Note that in the last case, where ban = prox(4), a bubble-sort needs only one sweep to identify the most distant vertex, so the fractal looks the same as it does with a complete bubble-sort.

These new fractals looked interesting, so I had the idea of adjusting the number of sweeps in the incomplete bubble-sort: one sweep or two or three and so on (with enough sweeps, the bubble-sort becomes complete, but more sweeps are needed to complete a sort as the number of vertices increases). If there are two sweeps, then ban(prox(1)) and ban(prox(2)) look like this: v = 4, ban = prox(1), sweep = 2 v = 4, ban = prox(2), sweep = 2

But the fractals produced by sweep = 2 for ban(prox(3)) and ban(prox(4)) are identical to the fractals produced by a complete bubble sort. Now, suppose you add a central point to the polygon and treat that as an additional vertex. If the bubble-sort is incomplete, a ban(prox(1)) fractal with a central point looks like this: v = 4+c, ban = prox(1), sw = 1 v = 4+c, ban = prox(1), sw = 2

When sweep = 3, an attractive new fractal appears: v = 4+c, ban = prox(1), sw = 3 v = 4+c, ban = prox(1), sw = 3 (animated)

If you ban two vertices, the nearest and second-nearest, i.e. ban(prox(1), prox(2)), a complete bubble-sort produces a familiar fractal:

v = 4+c, ban = prox(1), prox(2)

And here is ban(prox(2), prox(4)), with a complete bubble-sort: v = 4, ban = prox(2), prox(4)

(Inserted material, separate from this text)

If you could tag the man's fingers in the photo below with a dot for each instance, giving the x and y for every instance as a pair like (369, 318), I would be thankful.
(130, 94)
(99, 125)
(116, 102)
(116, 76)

If the bubble-sort is incomplete, sweep = 1 and sweep = 2 produce these fractals for ban(prox(1), prox(2)): v = 4, ban = prox(1), prox(2), sw = 1 v = 4, ban = prox(1), prox(2), sw = 2*

*The second of those fractals is identical to v = 4, ban(prox(2), prox(3)) with a complete bubble-sort.

Here is ban(prox(1), prox(5)) with a complete bubble-sort: v = 4, ban = prox(1), prox(5)

Now try ban(prox(1), prox(5)) with an incomplete bubble-sort: v = 4, ban = prox(1), prox(5), sw = 1 v = 4, ban = prox(1), prox(5), sw = 2

When sweep = 3, the fractal I had seen before appears: v = 4, ban = prox(1), prox(5), sw = 3 v = 4, ban = prox(1), prox(5), sw = 3 (animated)

Where had I seen it before? While investigating this rep-tile (a shape that can be tiled with smaller versions of itself): L-triomino rep-tile L-triomino rep-tile (animated)

The rep-tile is technically called an L-triomino, because it looks like a capital L and is one of the two distinct shapes you can create by joining three squares at the edges. You can create fractals from an L-triomino by dividing it into four copies, discarding one of the copies, then repeating the divide-and-discard at smaller and smaller scales: L-triomino fractal stage #1 L-triomino fractal stage #2 L-triomino fractal stage #3 L-triomino fractal stage #4 L-triomino fractal stage #5 L-triomino fractal (animated)

L-triomino fractal (close-up)

And here’s part of the ban(prox(1), prox(5)) fractal for comparison:  So you can get to the same fractal (or versions of it), by two apparently different routes: random movement of a point inside a square or repeatedly dividing-and-discarding the sub-copies of an L-triomino. That’s serendipity!